The zoo has three lions, a three-year-old male and two lionesses of eight and nine years old. Their old enclosure dates from 1927 and is listed, but has long been deemed too small for big cats.

Faced with an accumulated €20m loss over the coming years, the extra €4m expenditure for a bigger accommodation cannot be contemplated now or any time soon, the zoo’s director Rembrandt Surtorius said.

Artis has now started a campaign for private donations but Surtorius said that to run the zoo costs €60,000 a day and it would be hard to compensate for that.

‘We did everything we could to deal with the loss of revenue,’ Surtorius told the Telegraaf. ‘We adapted the budgets, tapped other sources of revenue. But in the end we had to let 35 people go and that was tough because everyone puts their heart and soul in their work for Artis.’

The lions will be leaving the zoo mid- February to go to a zoo in the south of France but a spokeswoman for the zoo was unable to tell DutchNews.nl which one it is.

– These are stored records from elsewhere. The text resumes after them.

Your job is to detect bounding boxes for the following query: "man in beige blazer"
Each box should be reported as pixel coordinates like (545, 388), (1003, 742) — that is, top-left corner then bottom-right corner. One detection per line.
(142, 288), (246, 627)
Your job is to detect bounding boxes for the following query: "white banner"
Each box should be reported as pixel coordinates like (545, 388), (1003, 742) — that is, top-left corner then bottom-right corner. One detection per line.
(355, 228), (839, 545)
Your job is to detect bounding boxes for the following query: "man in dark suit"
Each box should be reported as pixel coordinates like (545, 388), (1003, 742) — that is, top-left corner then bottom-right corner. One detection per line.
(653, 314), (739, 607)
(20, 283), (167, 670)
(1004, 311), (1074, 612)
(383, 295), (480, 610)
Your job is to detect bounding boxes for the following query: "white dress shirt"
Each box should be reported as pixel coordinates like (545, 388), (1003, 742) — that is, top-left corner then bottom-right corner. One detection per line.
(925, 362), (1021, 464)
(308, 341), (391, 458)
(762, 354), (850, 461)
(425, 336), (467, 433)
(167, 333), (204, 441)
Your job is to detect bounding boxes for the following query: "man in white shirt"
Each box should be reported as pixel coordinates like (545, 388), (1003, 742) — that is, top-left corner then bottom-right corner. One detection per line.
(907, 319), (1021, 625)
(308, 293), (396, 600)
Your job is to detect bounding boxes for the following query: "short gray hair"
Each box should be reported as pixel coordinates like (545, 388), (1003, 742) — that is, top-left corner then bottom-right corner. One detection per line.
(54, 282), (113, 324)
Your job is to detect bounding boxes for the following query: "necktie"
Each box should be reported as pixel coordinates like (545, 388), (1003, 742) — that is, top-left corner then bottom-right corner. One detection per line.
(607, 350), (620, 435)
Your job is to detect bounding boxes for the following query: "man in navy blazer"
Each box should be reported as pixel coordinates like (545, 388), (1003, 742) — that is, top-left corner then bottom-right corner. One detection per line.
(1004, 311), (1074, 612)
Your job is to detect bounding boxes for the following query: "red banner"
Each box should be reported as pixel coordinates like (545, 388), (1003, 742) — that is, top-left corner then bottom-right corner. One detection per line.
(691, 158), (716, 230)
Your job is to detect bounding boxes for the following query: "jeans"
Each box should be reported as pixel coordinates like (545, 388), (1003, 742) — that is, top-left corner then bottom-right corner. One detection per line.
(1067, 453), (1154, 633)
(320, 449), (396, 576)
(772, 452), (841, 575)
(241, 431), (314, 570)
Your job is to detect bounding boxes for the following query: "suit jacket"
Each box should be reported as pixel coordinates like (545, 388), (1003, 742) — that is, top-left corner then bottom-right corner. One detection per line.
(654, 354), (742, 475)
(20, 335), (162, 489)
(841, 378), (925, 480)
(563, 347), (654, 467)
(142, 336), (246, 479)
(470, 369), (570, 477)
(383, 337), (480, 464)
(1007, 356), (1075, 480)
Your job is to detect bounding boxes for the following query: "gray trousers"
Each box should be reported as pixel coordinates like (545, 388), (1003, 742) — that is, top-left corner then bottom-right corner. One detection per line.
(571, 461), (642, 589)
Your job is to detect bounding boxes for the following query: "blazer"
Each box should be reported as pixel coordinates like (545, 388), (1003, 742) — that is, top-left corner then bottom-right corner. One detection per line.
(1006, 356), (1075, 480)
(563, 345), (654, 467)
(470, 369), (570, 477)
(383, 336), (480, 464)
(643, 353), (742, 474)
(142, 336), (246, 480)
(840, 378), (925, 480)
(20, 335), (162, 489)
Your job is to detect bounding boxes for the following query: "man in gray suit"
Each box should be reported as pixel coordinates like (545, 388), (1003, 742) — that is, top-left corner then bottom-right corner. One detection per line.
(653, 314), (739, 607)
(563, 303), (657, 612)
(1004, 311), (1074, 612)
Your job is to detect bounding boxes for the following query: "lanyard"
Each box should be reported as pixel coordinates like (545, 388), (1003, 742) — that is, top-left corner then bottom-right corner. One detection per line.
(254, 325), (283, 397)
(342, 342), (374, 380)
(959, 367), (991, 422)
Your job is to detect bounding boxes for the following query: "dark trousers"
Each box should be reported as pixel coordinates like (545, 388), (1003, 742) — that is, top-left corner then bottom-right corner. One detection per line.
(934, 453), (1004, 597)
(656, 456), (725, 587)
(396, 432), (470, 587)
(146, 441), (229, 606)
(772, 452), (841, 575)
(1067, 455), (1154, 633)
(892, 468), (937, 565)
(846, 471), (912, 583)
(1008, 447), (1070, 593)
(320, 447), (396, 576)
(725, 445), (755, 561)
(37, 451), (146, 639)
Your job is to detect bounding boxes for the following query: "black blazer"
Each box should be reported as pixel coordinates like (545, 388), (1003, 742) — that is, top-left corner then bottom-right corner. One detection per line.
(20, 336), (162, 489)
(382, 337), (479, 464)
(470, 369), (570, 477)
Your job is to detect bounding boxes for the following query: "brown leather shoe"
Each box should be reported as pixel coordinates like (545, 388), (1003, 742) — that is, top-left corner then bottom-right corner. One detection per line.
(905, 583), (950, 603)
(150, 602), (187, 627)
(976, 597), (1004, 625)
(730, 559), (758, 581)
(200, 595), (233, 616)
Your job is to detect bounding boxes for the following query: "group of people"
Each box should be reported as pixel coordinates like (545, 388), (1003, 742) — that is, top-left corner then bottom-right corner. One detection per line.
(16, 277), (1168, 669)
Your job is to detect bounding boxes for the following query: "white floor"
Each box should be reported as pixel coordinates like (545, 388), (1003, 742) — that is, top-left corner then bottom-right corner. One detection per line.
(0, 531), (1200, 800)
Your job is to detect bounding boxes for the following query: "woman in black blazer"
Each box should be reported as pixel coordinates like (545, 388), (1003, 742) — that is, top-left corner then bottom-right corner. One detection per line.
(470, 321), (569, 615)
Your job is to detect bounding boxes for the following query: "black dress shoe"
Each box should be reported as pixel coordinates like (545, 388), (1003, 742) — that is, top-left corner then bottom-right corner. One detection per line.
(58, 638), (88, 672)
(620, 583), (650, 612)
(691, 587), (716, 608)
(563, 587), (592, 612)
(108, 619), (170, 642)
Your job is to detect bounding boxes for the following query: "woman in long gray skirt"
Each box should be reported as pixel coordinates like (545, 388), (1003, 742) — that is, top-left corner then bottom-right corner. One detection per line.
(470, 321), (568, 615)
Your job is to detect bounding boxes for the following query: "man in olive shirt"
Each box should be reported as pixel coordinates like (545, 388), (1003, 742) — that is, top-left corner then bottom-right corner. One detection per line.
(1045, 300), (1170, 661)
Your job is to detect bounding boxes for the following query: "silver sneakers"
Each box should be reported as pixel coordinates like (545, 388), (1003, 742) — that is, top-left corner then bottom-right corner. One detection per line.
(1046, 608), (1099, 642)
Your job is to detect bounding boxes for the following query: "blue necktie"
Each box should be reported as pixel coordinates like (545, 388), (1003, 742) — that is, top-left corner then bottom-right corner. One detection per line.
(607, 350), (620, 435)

The group will not be broken up, Artis said, and will be given their own enclosure.

No return

Artis has had lions almost since it opened in 1838 and Surtorius is confident that the zoo will have lions once again in time, but he is not contemplating the return of the present pride.

‘The plans are ready but it may be three, five or even ten years before we can build. And in all likelihood we would then choose Asian lions because they are the more threatened species.’

The terrace will become home to other threatened species in European breeding programmes, the zoo said.

According to the zoo association Vereniging van Dierentuinen, 27 out of the around 30 zoos in the Netherlands are having to lay off staff.